Gernot Ragger inszeniert in seinem neuen Buch den Einstieg auf eine neue Art. Er hält in schwarzer Nacht ein schwarzes Blatt Papier vors Gesicht, macht in der Mitte einen kleinen Riß und tritt dann durch die weiße Wunde mühelos in die andre Welt. In fünf Nächten bereist er Traumlandschaften, aus denen er je eine Liebesgeschichte herüberrettet. Als Reiseführer empfiehlt er uns die Nachfolge dringend.

Die Geliebte dort ist ein namenloses, inniges Wesen, das im Dunkelraum der Nacht keine sichtbaren Konturen braucht. "Sie" ist das Medium, durch das der Wahnsinnliche in einem zweiten Einstieg die Innenwelt der sinnlichen Liebe betritt. Vereint erlebt man die Wahnsinnskraft, die diese wahnsinnigen Geschichten erzeugt. Die Geschichten sind dann wahr, "weil ich sie selbst erlebt habe", so wahr eben wie Poesie.

Phantastisch ist alles: Man liebt sich unter Wasser, im Schnee, im freien Fall. Am schönsten ist die Geschichte, wo sich die beiden in einem Brotlaib lieben, ofenwarm, geschützt durch die feste Kruste. In allen Fällen ist es Liebe im Extremen, in einer Urform, wo das Phantastische nicht Auswuchs, sondern Triebkraft der Entwicklung ist: Der Traum als Vorbild für die Wirklichkeit. Diese Urliebe muß sich bewähren im Heißwasser tiefer Sümpfe, im kalten Stahlbeton der Städte, im jahrelangen Irren, im Begafftwerden durch ein "Fratzenmeer" von Neidern. Alptraumhafter Ernst bisweilen, Prüfungen wie bei indischen Asketen, bei Tag besehen manchmal Comic-Brutalität. Aber so sind eben Nachtträume: sie kondensieren die Wirklichkeit zu einem Niederschlag, in dem die Elemente ungemischt und pur erscheinen. Die Liebe bei Ragger kennt keine inneren Probleme, im Innern des Kokons wirkt ungestörte Zärtlichkeit. Konflikte werden außen ausgetragen, dort wird gekämpft, gelitten. Der Traum trennt seine Schauplätze.

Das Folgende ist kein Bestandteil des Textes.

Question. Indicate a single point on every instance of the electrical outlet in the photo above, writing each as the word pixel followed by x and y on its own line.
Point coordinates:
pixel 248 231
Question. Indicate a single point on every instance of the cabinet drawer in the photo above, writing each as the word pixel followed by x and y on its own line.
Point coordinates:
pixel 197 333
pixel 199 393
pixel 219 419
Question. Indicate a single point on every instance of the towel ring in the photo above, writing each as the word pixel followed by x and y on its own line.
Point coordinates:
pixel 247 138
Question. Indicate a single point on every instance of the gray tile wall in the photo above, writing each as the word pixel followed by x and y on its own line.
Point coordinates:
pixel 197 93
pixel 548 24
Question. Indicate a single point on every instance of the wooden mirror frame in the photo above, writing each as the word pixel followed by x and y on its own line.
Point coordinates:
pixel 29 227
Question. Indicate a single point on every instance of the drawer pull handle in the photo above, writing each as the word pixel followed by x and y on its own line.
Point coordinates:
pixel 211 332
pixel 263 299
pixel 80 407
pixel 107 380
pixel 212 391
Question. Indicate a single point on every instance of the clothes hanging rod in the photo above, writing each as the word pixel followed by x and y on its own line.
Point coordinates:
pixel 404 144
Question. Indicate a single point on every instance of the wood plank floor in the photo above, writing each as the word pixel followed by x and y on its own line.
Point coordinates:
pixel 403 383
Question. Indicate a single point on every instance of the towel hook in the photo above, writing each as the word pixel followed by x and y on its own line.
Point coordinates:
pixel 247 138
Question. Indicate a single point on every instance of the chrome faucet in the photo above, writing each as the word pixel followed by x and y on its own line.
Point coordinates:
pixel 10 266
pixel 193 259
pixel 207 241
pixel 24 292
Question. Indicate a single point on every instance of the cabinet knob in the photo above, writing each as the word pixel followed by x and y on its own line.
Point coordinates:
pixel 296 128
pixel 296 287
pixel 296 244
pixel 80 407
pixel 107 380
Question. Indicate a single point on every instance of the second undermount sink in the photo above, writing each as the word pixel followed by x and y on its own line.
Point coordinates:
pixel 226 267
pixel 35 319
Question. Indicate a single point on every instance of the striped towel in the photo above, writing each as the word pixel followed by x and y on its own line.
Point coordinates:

Außer den beiden Liebenden treten nur wenige Figuren auf, durchwegs als Leit-Symbole: der alte Mann etwa, manchmal Helfer, manchmal Warner. Oder die Katze als stummer Beobachter, die das geflossne Blut aufleckt und am Boden festfriert, stellvertretend wie ein Tieropfer. Nichts ist willkürlich, und alles regt, wie bei echten Träumen, sogleich zur Deutung an.

Die Einzelbilder des Phantastischen sind dabei real: Fußwanderungen führen durch Gebirge, Wälder, Straßen, Häuser. Der Schnee wird kindlich begrüßt wie der erste Schnee des Jahres, der Winter verabschiedet, als wär's der letzte des Lebens. Tagszenen, die in der Nacht besonders plastisch, farbig werden. Der Liebesrausch erweitert die Wahrnehmung wie eine Droge und zeichnet auch das beiläufig Erfaßte scharf und genau.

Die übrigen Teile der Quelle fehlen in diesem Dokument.